Some things teenagers have to deal with just don’t change. Heartbreak, hormones, heightened social anxiety -- it's all just part of the package.
But things that are unique to the 2015 teen experience -- social media, texting, and ephemeral messaging -- take regular teen issues to a whole new level. This isn’t breaking news, but teens are saying that adults still don’t fully get it.
And if parents and teachers can’t understand, how do they help?
Speaking on WNPR’s Where We Live, Cindy Rodriguez, a reading specialist at King Philip Middle School in West Hartford, said that teenage anxiety stems from the teenager-adult disconnect.
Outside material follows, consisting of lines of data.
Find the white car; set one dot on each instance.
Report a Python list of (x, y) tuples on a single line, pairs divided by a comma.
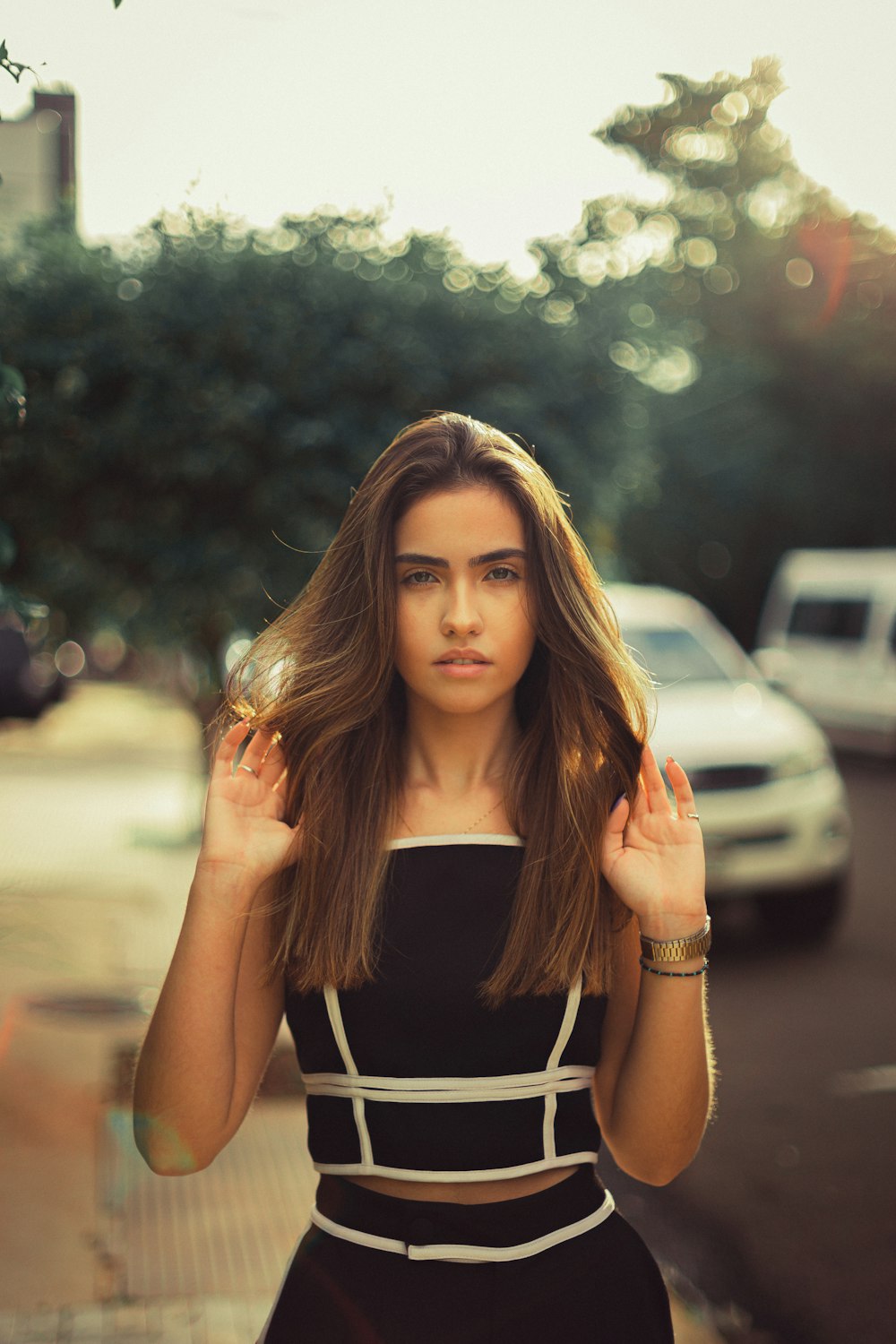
[(772, 806)]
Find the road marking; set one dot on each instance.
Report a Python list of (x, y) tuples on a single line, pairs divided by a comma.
[(853, 1081)]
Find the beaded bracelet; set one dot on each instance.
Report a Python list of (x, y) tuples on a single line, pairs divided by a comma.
[(673, 975)]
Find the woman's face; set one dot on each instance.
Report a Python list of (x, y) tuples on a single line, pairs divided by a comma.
[(462, 594)]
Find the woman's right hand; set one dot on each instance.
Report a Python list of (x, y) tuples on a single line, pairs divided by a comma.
[(244, 833)]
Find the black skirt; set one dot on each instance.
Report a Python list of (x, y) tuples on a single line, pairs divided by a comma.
[(556, 1265)]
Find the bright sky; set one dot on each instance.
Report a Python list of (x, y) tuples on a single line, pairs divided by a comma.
[(470, 115)]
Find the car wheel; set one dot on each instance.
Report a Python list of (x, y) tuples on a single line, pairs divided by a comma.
[(807, 916)]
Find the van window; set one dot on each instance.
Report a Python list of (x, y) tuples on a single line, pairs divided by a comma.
[(829, 618)]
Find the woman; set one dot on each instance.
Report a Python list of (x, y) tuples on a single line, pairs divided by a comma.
[(447, 852)]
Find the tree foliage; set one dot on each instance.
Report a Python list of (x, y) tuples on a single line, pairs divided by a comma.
[(708, 378)]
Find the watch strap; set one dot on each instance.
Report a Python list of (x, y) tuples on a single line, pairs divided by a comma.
[(677, 949)]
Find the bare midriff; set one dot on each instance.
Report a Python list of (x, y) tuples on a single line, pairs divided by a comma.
[(465, 1193)]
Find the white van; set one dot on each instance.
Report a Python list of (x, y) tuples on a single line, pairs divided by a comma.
[(772, 804), (828, 636)]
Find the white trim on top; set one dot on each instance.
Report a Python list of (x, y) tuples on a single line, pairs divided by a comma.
[(462, 1175), (421, 1090), (335, 1013), (414, 841), (573, 997)]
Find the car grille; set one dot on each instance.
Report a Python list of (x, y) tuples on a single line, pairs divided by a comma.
[(728, 777)]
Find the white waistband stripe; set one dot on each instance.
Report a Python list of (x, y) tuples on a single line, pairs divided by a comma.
[(460, 1253)]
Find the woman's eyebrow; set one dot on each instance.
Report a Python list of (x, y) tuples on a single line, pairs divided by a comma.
[(437, 562)]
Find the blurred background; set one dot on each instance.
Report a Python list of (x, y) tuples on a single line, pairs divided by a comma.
[(242, 246)]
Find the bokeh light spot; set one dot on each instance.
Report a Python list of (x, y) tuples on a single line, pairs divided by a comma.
[(799, 271), (70, 659), (700, 253), (129, 289), (641, 314)]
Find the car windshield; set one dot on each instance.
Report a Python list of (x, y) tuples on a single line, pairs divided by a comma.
[(673, 655)]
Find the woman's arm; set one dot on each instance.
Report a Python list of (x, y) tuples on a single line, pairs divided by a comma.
[(654, 1083), (215, 1021)]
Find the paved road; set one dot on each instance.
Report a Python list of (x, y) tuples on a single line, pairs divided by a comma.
[(790, 1209), (99, 806)]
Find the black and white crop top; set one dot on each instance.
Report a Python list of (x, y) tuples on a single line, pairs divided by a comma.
[(411, 1075)]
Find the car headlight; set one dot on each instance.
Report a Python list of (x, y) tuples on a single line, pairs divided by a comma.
[(802, 762)]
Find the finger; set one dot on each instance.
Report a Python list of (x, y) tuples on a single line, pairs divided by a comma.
[(685, 804), (613, 835), (273, 752), (258, 747), (230, 742), (653, 782), (618, 816)]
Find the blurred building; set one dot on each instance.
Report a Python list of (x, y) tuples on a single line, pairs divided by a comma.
[(38, 161)]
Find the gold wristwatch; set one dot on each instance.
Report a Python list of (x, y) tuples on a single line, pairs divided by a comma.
[(677, 949)]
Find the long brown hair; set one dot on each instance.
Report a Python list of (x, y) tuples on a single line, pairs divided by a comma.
[(323, 674)]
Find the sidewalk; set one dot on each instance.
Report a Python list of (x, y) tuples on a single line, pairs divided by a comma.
[(101, 803)]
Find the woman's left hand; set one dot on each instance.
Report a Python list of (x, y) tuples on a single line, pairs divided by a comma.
[(653, 857)]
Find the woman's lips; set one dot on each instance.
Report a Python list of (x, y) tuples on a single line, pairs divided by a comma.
[(462, 669)]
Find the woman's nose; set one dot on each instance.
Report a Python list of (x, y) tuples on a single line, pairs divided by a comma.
[(461, 613)]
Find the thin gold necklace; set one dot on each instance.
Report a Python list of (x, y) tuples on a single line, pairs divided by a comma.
[(471, 824)]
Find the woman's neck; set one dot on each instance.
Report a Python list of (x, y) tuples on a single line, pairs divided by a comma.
[(452, 755)]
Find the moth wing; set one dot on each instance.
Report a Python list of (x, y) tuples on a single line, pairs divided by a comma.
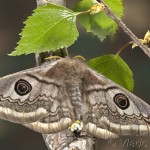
[(113, 111), (43, 100)]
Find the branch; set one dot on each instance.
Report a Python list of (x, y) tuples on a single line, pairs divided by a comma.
[(126, 29), (65, 139)]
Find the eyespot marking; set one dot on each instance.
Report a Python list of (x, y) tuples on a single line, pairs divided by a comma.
[(22, 87), (121, 101)]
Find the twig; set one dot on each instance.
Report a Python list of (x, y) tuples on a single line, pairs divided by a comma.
[(64, 140), (126, 29)]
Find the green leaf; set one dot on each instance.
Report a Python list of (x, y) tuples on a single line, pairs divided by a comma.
[(50, 28), (114, 68), (99, 24)]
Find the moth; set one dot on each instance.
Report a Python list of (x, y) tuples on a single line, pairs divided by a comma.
[(49, 98)]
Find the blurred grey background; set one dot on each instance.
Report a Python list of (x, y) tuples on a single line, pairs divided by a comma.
[(12, 15)]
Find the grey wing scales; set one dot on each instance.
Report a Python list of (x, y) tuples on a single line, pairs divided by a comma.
[(114, 111), (28, 97)]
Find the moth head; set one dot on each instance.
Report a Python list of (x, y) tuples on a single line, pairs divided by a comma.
[(22, 87), (121, 101)]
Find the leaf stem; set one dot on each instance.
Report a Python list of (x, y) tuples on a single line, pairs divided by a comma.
[(83, 12), (123, 47), (125, 29)]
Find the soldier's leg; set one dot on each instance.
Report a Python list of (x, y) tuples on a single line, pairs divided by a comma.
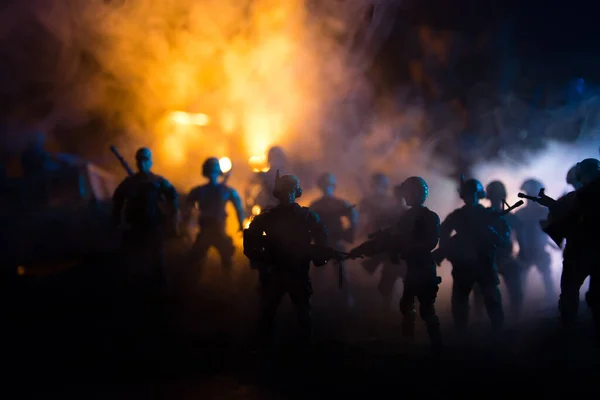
[(226, 249), (200, 248), (478, 301), (300, 293), (493, 303), (543, 263), (371, 264), (389, 277), (271, 293), (427, 296), (573, 275), (512, 275), (407, 309), (461, 289), (592, 298)]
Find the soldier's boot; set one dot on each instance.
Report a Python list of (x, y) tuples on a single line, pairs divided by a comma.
[(435, 336), (568, 306), (408, 327)]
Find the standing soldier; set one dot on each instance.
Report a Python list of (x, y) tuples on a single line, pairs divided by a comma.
[(149, 205), (416, 235), (532, 240), (211, 200), (580, 256), (508, 267), (278, 241), (332, 211), (378, 210), (479, 231)]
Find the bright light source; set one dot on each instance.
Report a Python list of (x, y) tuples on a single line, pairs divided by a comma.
[(259, 164), (184, 118), (225, 164)]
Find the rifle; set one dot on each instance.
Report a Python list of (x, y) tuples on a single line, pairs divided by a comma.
[(542, 199), (440, 254)]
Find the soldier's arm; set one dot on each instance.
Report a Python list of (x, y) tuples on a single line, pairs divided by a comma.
[(317, 229), (119, 201), (426, 235), (446, 229), (188, 204), (239, 208), (171, 194), (499, 236)]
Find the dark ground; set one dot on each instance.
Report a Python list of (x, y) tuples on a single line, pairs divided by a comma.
[(71, 334)]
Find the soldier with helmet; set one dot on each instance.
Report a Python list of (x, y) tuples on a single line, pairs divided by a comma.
[(211, 200), (277, 241), (508, 267), (148, 203), (472, 250), (580, 257), (532, 240), (416, 235), (332, 211)]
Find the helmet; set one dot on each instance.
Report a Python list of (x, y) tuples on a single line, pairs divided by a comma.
[(326, 180), (532, 187), (379, 179), (276, 156), (143, 153), (471, 186), (415, 187), (286, 184), (572, 175), (496, 190), (211, 166), (588, 169)]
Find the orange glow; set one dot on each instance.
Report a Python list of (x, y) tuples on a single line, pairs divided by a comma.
[(183, 118), (259, 164)]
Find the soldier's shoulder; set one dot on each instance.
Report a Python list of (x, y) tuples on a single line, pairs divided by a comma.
[(430, 214), (310, 213)]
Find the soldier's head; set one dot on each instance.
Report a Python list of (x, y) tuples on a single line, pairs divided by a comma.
[(471, 191), (327, 183), (588, 171), (380, 183), (572, 177), (496, 192), (276, 157), (414, 191), (143, 159), (287, 188), (532, 187), (211, 169)]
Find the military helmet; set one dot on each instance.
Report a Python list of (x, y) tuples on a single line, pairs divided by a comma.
[(379, 179), (326, 180), (276, 155), (211, 166), (143, 153), (572, 175), (496, 190), (286, 184), (415, 186), (587, 169), (472, 186), (532, 187)]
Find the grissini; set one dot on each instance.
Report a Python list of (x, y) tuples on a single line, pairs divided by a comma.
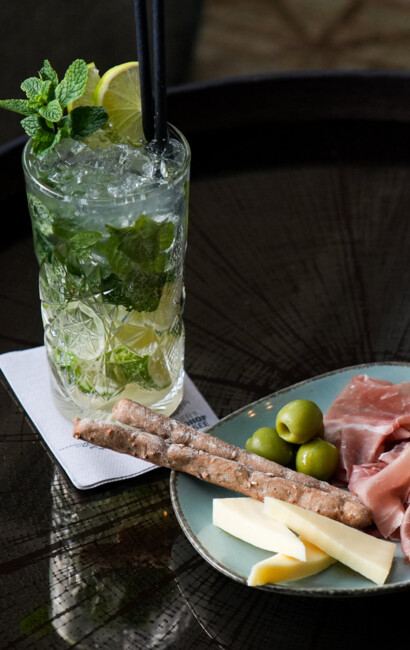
[(135, 415), (221, 471)]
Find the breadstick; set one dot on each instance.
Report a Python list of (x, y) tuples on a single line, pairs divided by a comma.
[(141, 417), (224, 472)]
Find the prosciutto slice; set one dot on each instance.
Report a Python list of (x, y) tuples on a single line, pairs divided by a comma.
[(383, 488), (367, 416), (369, 422)]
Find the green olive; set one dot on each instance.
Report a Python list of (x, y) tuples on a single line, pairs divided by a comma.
[(299, 421), (266, 442), (317, 458)]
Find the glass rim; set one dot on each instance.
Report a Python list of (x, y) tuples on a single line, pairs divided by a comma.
[(45, 189)]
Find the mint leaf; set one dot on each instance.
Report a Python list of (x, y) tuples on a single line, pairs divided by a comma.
[(137, 257), (31, 125), (73, 84), (47, 92), (53, 112), (22, 106), (42, 221), (84, 241), (47, 73), (47, 103), (32, 87), (85, 120), (44, 140)]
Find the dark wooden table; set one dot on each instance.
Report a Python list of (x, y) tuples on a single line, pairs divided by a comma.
[(297, 264)]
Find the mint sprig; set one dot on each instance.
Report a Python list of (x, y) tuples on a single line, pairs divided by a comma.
[(47, 118)]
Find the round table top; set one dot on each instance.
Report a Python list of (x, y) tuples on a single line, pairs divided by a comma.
[(296, 266)]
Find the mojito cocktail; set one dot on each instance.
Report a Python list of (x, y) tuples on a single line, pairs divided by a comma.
[(110, 227)]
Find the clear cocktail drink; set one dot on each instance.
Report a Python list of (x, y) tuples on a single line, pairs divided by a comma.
[(110, 227)]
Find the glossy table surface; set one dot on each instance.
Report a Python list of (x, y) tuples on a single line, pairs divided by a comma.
[(297, 264)]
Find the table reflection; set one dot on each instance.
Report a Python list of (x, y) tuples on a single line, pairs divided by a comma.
[(111, 578)]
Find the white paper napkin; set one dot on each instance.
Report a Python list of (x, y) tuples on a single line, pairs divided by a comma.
[(86, 465)]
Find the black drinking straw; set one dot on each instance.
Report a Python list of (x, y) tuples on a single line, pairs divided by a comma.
[(153, 104), (147, 103), (160, 89)]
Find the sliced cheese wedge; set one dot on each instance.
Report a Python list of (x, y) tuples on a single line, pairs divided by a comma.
[(364, 553), (244, 518), (280, 568)]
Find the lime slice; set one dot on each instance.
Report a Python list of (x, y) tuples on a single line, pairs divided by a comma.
[(118, 91), (148, 371), (88, 97), (138, 356)]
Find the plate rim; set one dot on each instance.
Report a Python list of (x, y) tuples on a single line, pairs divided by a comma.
[(283, 588)]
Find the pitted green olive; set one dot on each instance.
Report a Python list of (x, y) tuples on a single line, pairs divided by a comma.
[(317, 458), (266, 442), (299, 421)]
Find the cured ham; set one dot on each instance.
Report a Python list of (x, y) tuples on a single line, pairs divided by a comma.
[(366, 418), (383, 488), (369, 422)]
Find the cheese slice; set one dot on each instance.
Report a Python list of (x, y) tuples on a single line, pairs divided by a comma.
[(244, 518), (361, 552), (280, 567)]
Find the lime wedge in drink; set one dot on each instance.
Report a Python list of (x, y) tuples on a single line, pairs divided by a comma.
[(118, 91)]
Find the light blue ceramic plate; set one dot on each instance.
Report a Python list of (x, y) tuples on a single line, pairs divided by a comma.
[(192, 498)]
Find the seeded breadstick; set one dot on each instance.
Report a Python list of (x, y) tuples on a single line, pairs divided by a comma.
[(131, 413), (218, 470)]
Rodriguez’s debut novel, When Reason Breaks, tackles issues that teens often face, with the adult characters playing a positive role in the teenage struggle.
“I think in young adult fiction, adults too often are absent entirely, or part of the problem,” Rodriguez said. “But my experience has been that there are plenty of adults in the public school system who really do want to help, and have extended themselves past their professional role of teacher, or counselor, or principal.”
Outside the classroom, things get a little more complicated.
Shamoya Hanson and Vi’Quan Herring, high school seniors at the Journalism and Media Academy in Hartford, said teenagers mask their emotions, and that while discipline is important, it can often conflict with teens’ transition to adulthood.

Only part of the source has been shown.